As we get older, it’s vital we can access social connections, hobbies and appointments for as long as possible, but it’s also important to ensure we can access them safely. Driving gives us a sense of independence in our lives, and nobody wants to lose that. Thankfully, there are some common signs you can look out for that indicate age-related problems with driving, and this doesn’t necessarily mean you have to stop driving altogether.

How ageing can affect driving

Reduced vision at night and during bad weather

Unfortunately, as we get older, we can be at a higher risk of some common vision issues. These can include macular degeneration, glaucoma, cataracts and diabetic retinopathy. Our road networks rely on our vision, so if we have problems seeing road signs or hazards, this impacts our ability to drive safely.  

Hearing impairments can affect hazard awareness

Drivers of any age should be aware of how important hearing is when driving, which is why it can be so dangerous to drive with headphones. Aside from the risks of not being able to hear what’s going around you when driving, hearing loss has been found to affect cognition as well, which could affect your ability to drive safely.

Delayed response times can increase risk

There are a range of age-related conditions and impairments that can affect our ability to drive safely, even when we’re not on the road.
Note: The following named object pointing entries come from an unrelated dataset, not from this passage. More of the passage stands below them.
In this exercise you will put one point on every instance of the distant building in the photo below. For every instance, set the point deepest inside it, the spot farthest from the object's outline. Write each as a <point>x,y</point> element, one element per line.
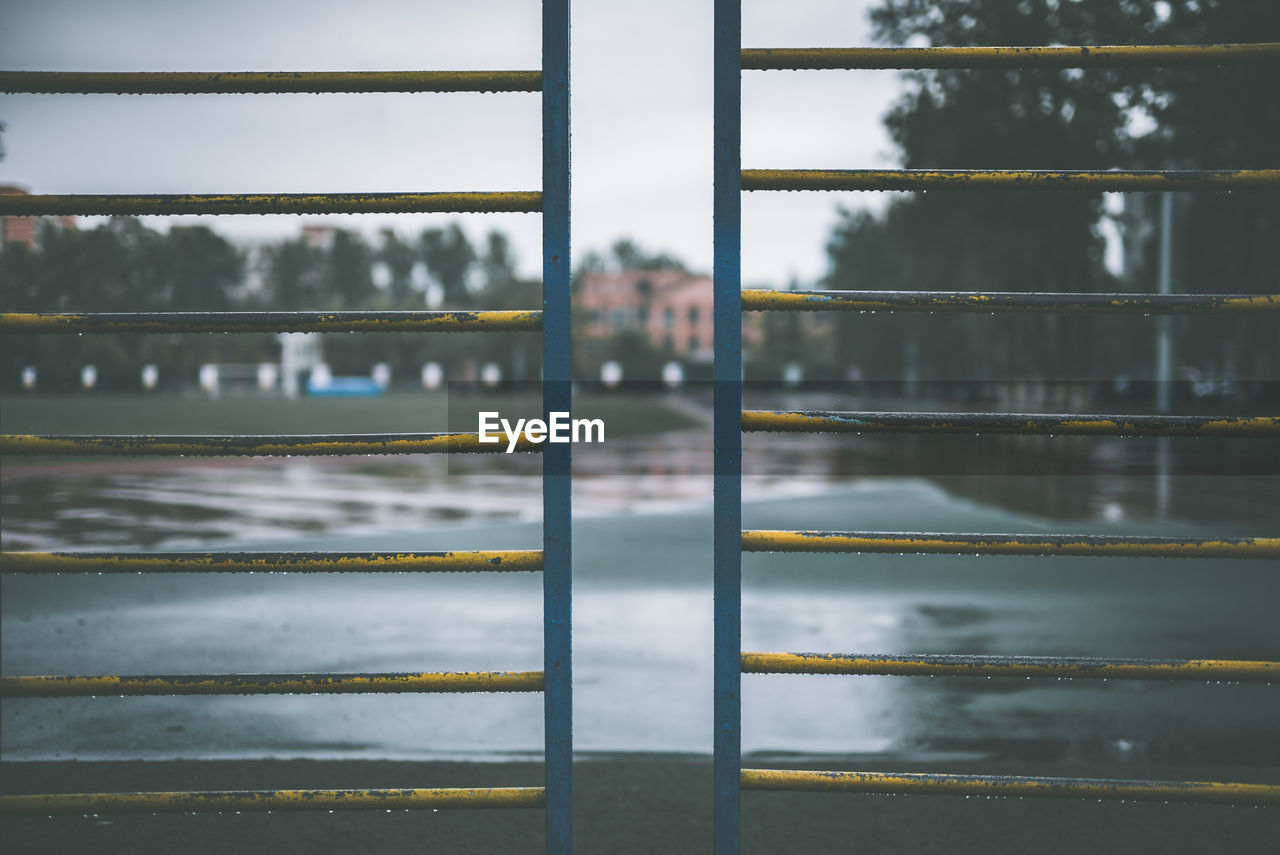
<point>672,307</point>
<point>22,229</point>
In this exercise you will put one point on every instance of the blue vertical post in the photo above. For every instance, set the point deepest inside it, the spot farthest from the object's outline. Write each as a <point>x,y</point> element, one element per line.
<point>728,423</point>
<point>557,526</point>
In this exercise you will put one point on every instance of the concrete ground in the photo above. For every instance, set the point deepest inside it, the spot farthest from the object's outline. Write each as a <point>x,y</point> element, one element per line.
<point>626,804</point>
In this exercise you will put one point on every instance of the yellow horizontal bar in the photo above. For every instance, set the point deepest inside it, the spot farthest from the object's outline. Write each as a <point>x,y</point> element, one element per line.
<point>944,301</point>
<point>283,446</point>
<point>1048,56</point>
<point>86,205</point>
<point>254,800</point>
<point>917,179</point>
<point>406,321</point>
<point>995,544</point>
<point>1005,423</point>
<point>460,681</point>
<point>981,785</point>
<point>280,562</point>
<point>242,82</point>
<point>974,666</point>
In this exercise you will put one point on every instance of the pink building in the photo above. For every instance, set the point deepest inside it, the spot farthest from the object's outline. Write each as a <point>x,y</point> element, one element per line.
<point>22,229</point>
<point>672,307</point>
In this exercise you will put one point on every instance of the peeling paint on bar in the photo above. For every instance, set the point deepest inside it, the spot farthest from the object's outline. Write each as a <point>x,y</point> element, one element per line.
<point>954,301</point>
<point>264,82</point>
<point>983,785</point>
<point>321,684</point>
<point>284,446</point>
<point>1008,544</point>
<point>403,321</point>
<point>1008,423</point>
<point>984,666</point>
<point>86,205</point>
<point>915,179</point>
<point>1037,56</point>
<point>255,800</point>
<point>272,562</point>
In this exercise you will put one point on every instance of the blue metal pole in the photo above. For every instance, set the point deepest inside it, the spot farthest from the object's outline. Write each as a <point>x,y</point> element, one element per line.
<point>557,522</point>
<point>727,375</point>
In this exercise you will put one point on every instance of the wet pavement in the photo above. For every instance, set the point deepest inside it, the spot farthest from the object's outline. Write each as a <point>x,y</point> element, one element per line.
<point>643,612</point>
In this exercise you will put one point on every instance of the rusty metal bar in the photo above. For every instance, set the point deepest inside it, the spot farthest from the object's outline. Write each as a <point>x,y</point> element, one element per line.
<point>1008,423</point>
<point>272,562</point>
<point>401,321</point>
<point>1043,179</point>
<point>254,446</point>
<point>293,684</point>
<point>1009,786</point>
<point>1051,56</point>
<point>255,800</point>
<point>264,82</point>
<point>983,666</point>
<point>1005,544</point>
<point>990,301</point>
<point>481,202</point>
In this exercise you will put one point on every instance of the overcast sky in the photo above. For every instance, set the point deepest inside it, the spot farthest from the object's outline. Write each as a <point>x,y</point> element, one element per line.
<point>641,113</point>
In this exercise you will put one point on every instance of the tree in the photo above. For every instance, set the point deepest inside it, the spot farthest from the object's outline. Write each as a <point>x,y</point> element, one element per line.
<point>293,277</point>
<point>1092,118</point>
<point>400,259</point>
<point>448,256</point>
<point>348,270</point>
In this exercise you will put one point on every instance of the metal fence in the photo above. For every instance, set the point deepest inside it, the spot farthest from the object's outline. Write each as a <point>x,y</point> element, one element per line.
<point>731,662</point>
<point>553,321</point>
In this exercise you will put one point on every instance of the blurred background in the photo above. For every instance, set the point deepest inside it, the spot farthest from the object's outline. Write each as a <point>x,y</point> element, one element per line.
<point>643,351</point>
For instance, it is much harder to get consistent, quality sleep the older we get, which could affect driving. 

How do you know if your loved ones are safe on the road?

For children or friends who are concerned about a loved one’s ability to drive safely, there are some warning signs to look out for. Of course, if you do notice these things, address them with care and don’t jump to the conclusion that your loved one is unable to drive anymore. 

Car insurance or traffic tickets

If you notice any late-payment notices from insurance providers or traffic tickets, this could be a sign your loved ones are struggling to keep on top of either some of that administration of owning a car or even of their driving ability. 

Damage to the car

Take notice of any new dents and scratches on the car. They could be a sign of some of the above impacts on hearing, sight or mobility.

Reluctance to drive

Driving with impaired faculties isn’t a pleasant experience. Problems with vision, cognitition, and hearing can make it much harder to drive confidently, and so make it a scarier activity. If your loved ones seem reluctant to go anywhere, this might be a sign of them losing confidence on the road. 

Driving behaviour changes

If you’re in the car with an older driver, you might notice changes in their driving behaviour. For instance, if they’ve been a calm driver in the past but start to become very agitated when driving, this could be a sign that they’re feeling more stressed when driving. Remember that this doesn’t mean they shouldn’t be driving, it could be an indicator of something else going on in their lives.

New medications 

Be conscious of any new medications elderly loved ones might be taking. Medications affect people differently, so it’s always a good idea to keep track of these and monitor how they affect things like balance, cognition and sleep.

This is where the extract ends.